In order to maintain and mange the connections within the pool we have the necessity to evict stale connections. As of today there is no method to tell if a SSHClientConnection has gone idle.

Implementation Design

Leveraging the existing keep_alive method to set the idle flag as soon as the first keep_alive timer triggers. Receiving or sending data would reset the idle flag.

ronf · 2024-11-13T13:15:28Z

ronf
Nov 13, 2024
Maintainer

Are you looking for "idle" connections which are still perfectly healthy but just haven't been used in a while, or "stale" connections, where the connection has broken at something like the TCP level but something in the network failed to notify you about that break (like NAT state timing out)?

The existing keep alive mechanism should be enough to detect the latter, and make sure that connections get cleaned up when this happens. Also, you can potentially catch errors when trying to open a new session on a connection and retry with a new connection (or a different connection in the pool) when a failure occurs.

If you're truly looking to close connections which haven't been used in a while, why not do that at the application level? Whenever you send a new request on a connection in the pool you could cancel and restart an idle timer.

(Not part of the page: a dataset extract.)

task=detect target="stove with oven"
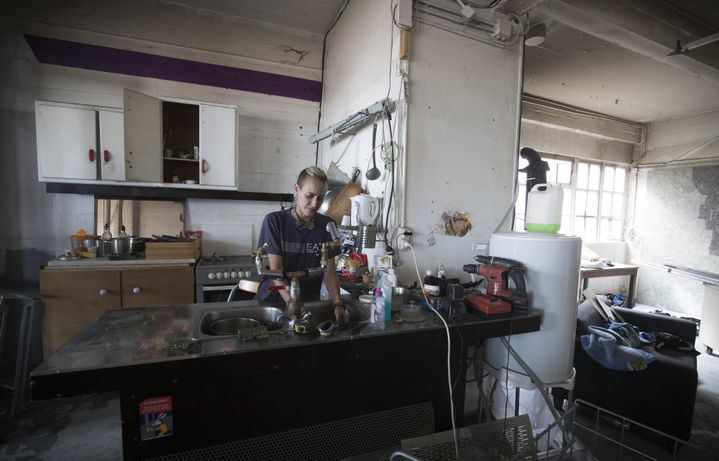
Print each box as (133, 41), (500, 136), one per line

If that timer goes off at any point, you could remove the idle connection from the pool and close it. I'm assuming here that requests are processed quickly enough that you wouldn't have to worry about the idle timer going off while some existing request is still being processed, but you could guard against that by checking if there are active sessions on a connection before trying to close it, and instead reset the idle timeout if it goes off with a request still in progress.

0 replies

theely · 2024-11-13T13:31:15Z

theely
Nov 13, 2024
Author

I am considering the first scenario, a healthy connection that has not been used for a while and is considered "idle".

Keeping track if a connection is idle on the application side would be possible indeed. But is it the best design?
The SSHClientConnection already has methods in place to track if the connection is being used or not (e.g. keep_alive) extending them to expose the idle state is straight forward and would reduce code duplication. Furthermore knowing if a healthy connection has not been used might enable other use-cases.

Having this logic wrapped around SSHClientConnection might be more error prone and overall a less elegant solution.

0 replies

ronf · 2024-11-14T02:55:45Z

ronf
Nov 14, 2024
Maintainer

I'm not against adding some kind of idle timeout -- there are already other timeouts such as connect_timeout and login_timeout implemented today in the AsyncSSH connection options. However, if I understand your use case, this really isn't an "idle timeout".
The client connections you have open in the connection pool would NEVER receive data while the connection remains in the pool. In order for any reads or writes to happen on it, it would have to be triggered by a new REST API request which decides it needs to pull a connection out of the pool. Once the request is finished, the connection would go back in the pool (with a reset timer) and would not get any new reads or writes on it until another REST API request comes in. Do I have that right?

As for reducing code duplication - I'm not sure that's the case. To support both this timeout and the existing keep-alive, two different timers would need to be scheduled (independent of one another), since each is reset under different conditions. So, different member variables would be needed to keep track of the new timeout, and new functions would be needed to set/clear it, called from the appropriate places.

Also, note that reads and writes of data happen at the session level, not at the connection level. If there was an idle timeout implemented, I would expect it to be at the session level, so you could have an open SSH connection with multiple sessions open in parallel and it should be possible for one of those sessions to time out without affecting others.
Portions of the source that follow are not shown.